Ghazal 160, Verse 1


ko))ii din gar zindagaanii aur hai
apne jii me;N ham ne ;Thaanii aur hai

1) if for some few days there is more/further life
2) in our inner-self we have resolved/decided something else!


;Thaan'naa : 'To fix or settle (in the mind), to resolve, determine on; to be intent on, set the heart upon'. (Platts p.361)


[1864, to Junun:] There's no difficulty in this. The words are the meaning. Why should the poet tell his purpose, and what he will do? Mysteriously he says, 'I will do something'. God knows whether he will become a Faqir and make his abode in the city, or on the outskirts of the city; or leave the country and go off to another country. (Arshi 313)

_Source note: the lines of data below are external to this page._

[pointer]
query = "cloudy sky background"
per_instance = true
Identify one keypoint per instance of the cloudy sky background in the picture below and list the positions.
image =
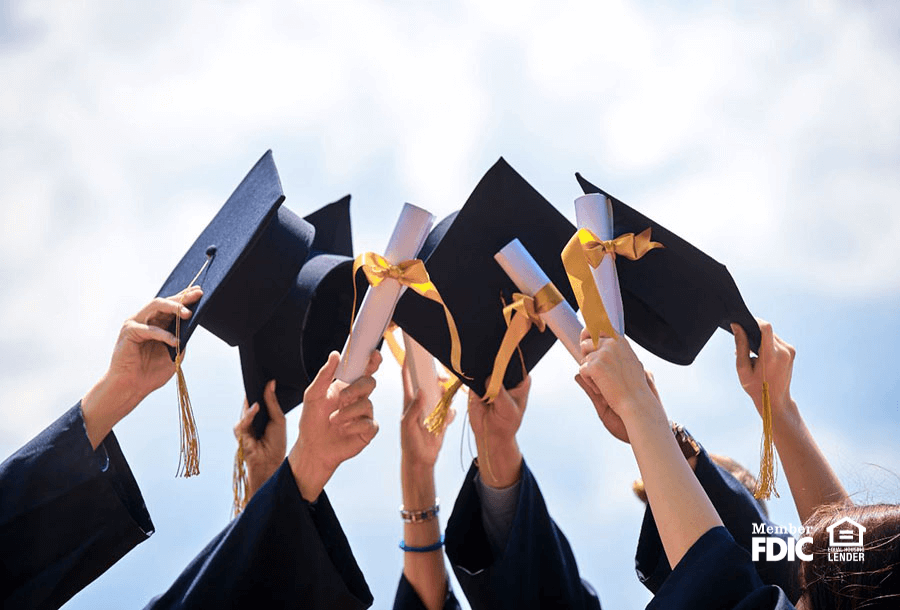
(766, 134)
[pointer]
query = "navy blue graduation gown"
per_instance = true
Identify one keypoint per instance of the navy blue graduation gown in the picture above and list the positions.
(536, 569)
(717, 573)
(67, 513)
(738, 510)
(407, 598)
(281, 552)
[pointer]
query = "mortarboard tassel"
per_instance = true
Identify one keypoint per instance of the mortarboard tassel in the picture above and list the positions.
(189, 457)
(435, 420)
(240, 481)
(765, 486)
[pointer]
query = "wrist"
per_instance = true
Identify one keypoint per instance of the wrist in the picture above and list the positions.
(418, 487)
(642, 412)
(105, 405)
(310, 474)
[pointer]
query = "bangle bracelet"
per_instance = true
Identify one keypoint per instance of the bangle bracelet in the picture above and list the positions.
(422, 549)
(420, 516)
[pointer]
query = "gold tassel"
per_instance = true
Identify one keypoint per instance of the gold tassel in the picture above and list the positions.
(189, 457)
(767, 466)
(240, 483)
(435, 421)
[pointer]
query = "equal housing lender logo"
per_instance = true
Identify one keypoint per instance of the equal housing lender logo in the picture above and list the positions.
(776, 543)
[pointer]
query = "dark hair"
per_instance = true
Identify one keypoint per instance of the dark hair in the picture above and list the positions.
(874, 582)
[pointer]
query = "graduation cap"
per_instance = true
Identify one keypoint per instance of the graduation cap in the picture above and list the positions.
(459, 255)
(245, 260)
(674, 297)
(312, 320)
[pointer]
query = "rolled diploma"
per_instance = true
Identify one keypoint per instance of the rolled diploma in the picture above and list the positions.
(594, 212)
(423, 372)
(378, 306)
(527, 275)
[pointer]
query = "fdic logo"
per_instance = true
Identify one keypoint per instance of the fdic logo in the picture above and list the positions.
(845, 542)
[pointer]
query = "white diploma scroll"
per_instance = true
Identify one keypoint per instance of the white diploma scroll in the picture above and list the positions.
(378, 306)
(423, 372)
(594, 212)
(525, 273)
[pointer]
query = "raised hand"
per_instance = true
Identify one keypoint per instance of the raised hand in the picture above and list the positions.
(776, 362)
(613, 371)
(420, 448)
(610, 419)
(494, 426)
(140, 363)
(337, 423)
(264, 455)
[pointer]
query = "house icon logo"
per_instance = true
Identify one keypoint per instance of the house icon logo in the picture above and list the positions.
(846, 532)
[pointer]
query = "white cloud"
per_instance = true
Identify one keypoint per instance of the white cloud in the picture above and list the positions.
(768, 138)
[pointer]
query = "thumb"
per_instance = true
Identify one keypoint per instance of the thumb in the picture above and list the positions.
(741, 351)
(319, 386)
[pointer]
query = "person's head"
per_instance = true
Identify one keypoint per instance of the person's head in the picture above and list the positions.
(834, 583)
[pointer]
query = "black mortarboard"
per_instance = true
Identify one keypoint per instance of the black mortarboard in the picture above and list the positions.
(311, 321)
(676, 296)
(459, 257)
(254, 247)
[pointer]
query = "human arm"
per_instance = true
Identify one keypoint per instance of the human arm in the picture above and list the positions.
(263, 455)
(681, 508)
(139, 365)
(337, 422)
(812, 481)
(509, 554)
(425, 572)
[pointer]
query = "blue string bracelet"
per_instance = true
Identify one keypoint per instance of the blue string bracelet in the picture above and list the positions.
(422, 549)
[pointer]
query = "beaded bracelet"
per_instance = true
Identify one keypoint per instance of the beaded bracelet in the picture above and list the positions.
(422, 549)
(420, 516)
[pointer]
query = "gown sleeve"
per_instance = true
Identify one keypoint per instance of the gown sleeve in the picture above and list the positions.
(717, 573)
(407, 598)
(739, 512)
(281, 552)
(67, 513)
(536, 569)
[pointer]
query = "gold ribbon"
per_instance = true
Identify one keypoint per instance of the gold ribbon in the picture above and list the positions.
(585, 251)
(520, 315)
(412, 274)
(434, 421)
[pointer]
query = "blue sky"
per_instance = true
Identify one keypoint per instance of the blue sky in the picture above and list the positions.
(767, 135)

==Urdu text: Khaliq Anjum vol. 4, p. 1514, omits it; but it appears in Ghulam Rasul Mihr, ;xu:tuu:t-e ;Gaalib , vol. 2, p. 739.
==another trans.: Russell and Islam, p. 302
==another trans.: Daud Rahbar, p. 270


The excellence of the construction and the pleasure of the idiom have carried this verse along; otherwise, someone like Ghalib is not unaware that 'to keep a private matter to oneself alone' [jii kii baat jii hii me;N rakhnaa] is called [in Arabic] 'meaning internal to the poet' [al-ma((nii fi))l-baa:tin ash-shaa((ir]. From this verse one ought to take the lesson that for the sake of beauty of construction and pleasure of language, the elders accept even weakness of meaning. (172)

== Nazm page 172

Bekhud Mohani:

If we would live for some days more, then we will not seek to renounce love.... From jii me;N ham ne ;Thaanii aur hai we learn that he feels ashamed to express the thought of renouncing love, and feels regret. And from this another matter emerges as well-- that he also doesn't express his intention because perhaps the renunciation of love might not be able to take place, and people would sneer: 'You used to say this!'. (307)

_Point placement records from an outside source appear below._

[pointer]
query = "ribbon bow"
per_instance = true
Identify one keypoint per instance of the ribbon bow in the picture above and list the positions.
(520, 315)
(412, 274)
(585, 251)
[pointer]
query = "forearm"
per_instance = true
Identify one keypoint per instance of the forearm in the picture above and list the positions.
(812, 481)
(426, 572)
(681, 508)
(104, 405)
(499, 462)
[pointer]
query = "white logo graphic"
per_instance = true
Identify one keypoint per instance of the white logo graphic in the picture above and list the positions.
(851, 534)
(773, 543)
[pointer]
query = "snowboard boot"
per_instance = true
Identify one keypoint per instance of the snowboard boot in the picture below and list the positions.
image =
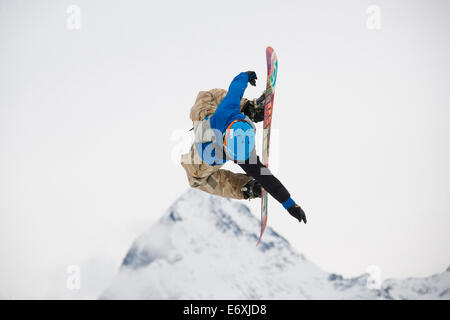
(252, 189)
(255, 109)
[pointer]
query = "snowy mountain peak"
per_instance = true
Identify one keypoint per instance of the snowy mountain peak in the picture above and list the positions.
(204, 247)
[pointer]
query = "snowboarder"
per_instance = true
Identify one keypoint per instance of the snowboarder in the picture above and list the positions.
(224, 130)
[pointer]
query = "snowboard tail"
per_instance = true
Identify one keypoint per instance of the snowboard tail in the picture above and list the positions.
(272, 69)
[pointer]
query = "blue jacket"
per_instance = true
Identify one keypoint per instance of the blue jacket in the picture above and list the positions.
(227, 111)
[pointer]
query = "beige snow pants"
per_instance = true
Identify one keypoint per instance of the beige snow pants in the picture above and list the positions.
(200, 175)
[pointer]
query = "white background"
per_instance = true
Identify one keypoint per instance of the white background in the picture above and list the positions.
(90, 121)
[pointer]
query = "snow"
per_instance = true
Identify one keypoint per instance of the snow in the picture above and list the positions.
(204, 247)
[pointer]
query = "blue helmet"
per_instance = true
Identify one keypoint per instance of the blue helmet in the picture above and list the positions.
(239, 140)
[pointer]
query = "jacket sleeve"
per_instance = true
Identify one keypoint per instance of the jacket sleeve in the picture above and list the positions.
(232, 101)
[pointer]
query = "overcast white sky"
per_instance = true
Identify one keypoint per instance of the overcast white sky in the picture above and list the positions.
(88, 119)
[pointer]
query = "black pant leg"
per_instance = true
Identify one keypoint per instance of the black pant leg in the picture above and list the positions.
(254, 168)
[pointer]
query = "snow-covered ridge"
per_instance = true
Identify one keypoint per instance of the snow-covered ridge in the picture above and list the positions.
(203, 247)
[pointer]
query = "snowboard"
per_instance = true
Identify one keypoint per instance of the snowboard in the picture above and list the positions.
(272, 68)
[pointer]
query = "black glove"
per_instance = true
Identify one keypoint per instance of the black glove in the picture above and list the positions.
(253, 112)
(252, 189)
(297, 213)
(252, 77)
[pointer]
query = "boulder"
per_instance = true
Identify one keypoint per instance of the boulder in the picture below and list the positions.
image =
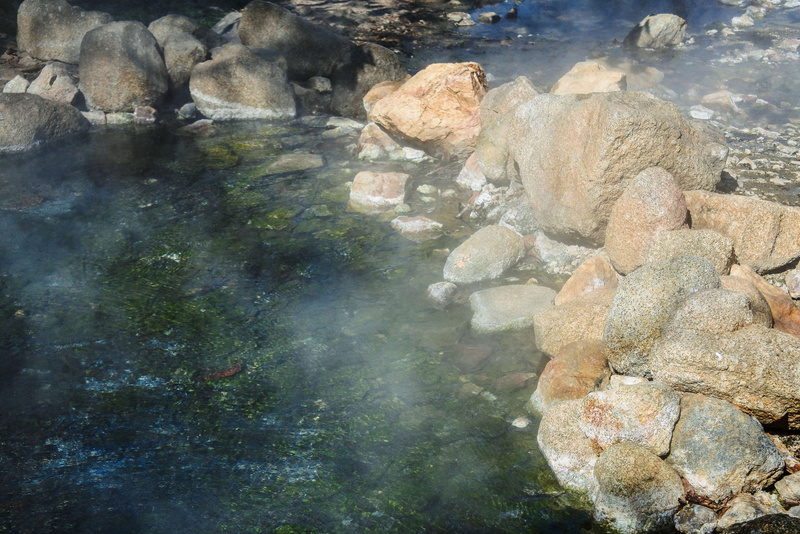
(55, 83)
(785, 315)
(485, 255)
(644, 302)
(593, 274)
(54, 29)
(497, 109)
(121, 68)
(720, 450)
(310, 49)
(766, 235)
(644, 414)
(418, 228)
(568, 452)
(582, 319)
(242, 83)
(651, 203)
(374, 192)
(437, 109)
(369, 64)
(577, 370)
(577, 154)
(181, 48)
(657, 31)
(503, 308)
(708, 244)
(754, 368)
(29, 120)
(637, 491)
(590, 77)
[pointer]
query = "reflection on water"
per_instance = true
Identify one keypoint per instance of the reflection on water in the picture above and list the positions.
(136, 264)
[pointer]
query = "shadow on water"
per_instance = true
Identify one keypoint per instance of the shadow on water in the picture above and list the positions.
(138, 266)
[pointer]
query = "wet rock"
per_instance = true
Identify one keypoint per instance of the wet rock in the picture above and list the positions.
(471, 176)
(181, 48)
(707, 244)
(657, 31)
(582, 319)
(593, 274)
(368, 65)
(485, 255)
(438, 108)
(121, 68)
(573, 189)
(695, 519)
(636, 490)
(504, 308)
(55, 83)
(54, 29)
(766, 235)
(744, 507)
(497, 106)
(374, 192)
(440, 294)
(18, 84)
(242, 83)
(720, 450)
(644, 414)
(768, 524)
(651, 203)
(785, 315)
(643, 304)
(30, 120)
(752, 368)
(418, 228)
(310, 49)
(577, 370)
(590, 77)
(568, 452)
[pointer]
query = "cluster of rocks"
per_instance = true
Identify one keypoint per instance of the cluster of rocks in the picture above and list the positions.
(258, 64)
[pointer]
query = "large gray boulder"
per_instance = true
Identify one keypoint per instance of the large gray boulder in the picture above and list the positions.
(720, 450)
(637, 492)
(242, 83)
(503, 308)
(310, 49)
(766, 235)
(577, 154)
(121, 68)
(181, 48)
(29, 120)
(644, 302)
(485, 255)
(54, 29)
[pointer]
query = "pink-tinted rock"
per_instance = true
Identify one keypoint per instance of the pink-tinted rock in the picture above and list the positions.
(651, 203)
(438, 108)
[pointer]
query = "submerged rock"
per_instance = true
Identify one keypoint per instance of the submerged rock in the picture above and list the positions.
(29, 120)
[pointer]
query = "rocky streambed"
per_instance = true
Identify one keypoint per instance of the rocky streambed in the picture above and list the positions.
(546, 283)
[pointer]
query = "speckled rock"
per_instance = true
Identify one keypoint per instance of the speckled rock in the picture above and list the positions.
(496, 112)
(644, 302)
(485, 255)
(568, 452)
(720, 450)
(581, 319)
(637, 491)
(651, 203)
(593, 274)
(766, 235)
(578, 369)
(503, 308)
(644, 414)
(708, 244)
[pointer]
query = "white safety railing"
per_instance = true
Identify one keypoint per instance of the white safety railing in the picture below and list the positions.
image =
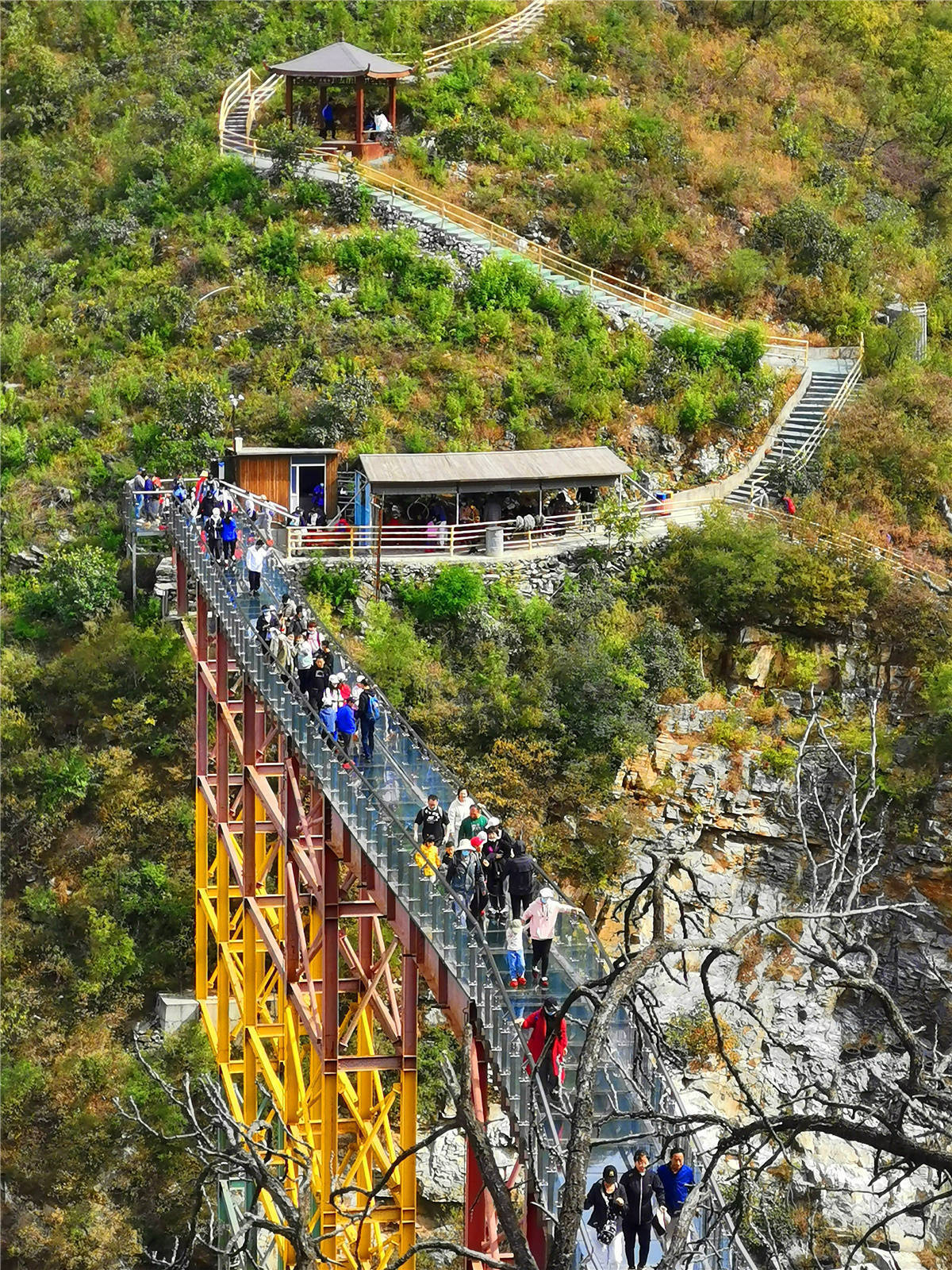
(809, 444)
(484, 537)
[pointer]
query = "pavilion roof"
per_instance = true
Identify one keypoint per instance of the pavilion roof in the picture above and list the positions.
(340, 61)
(499, 470)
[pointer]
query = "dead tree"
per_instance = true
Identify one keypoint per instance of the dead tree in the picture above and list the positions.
(673, 929)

[See his commentary on M{31,6}.]



To have such a sophisticated analysis from the poet himself-- what a rare pleasure! The whole point, as Ghalib notes, is that the lover is muttering dark threats, and not making them explicit. Very possibly he himself doesn't know what he's planning to do, but people are often wont to comfort themselves by muttering ominous but vague threats (often safely under their breath).

This is also a textbook case of clever use of the two meanings of aur : in the first line it means 'more of the same', in the second line it means 'something different'. Our pleasure in this combination of identity (the same word) and diametrical opposition (the meanings) is a real part of the delight of the verse.

Nazm's complaint about 'private meanings' echoes the one he makes in {1,1}, but in the case of this verse it is less severe (because he so admires the idiomatic structure of the verse).

For more on the idiomatic ko))ii din aur , see {66,1}.

Compare Mir's version of dark muttering, with a slightly more specific threat: M{1374,9}.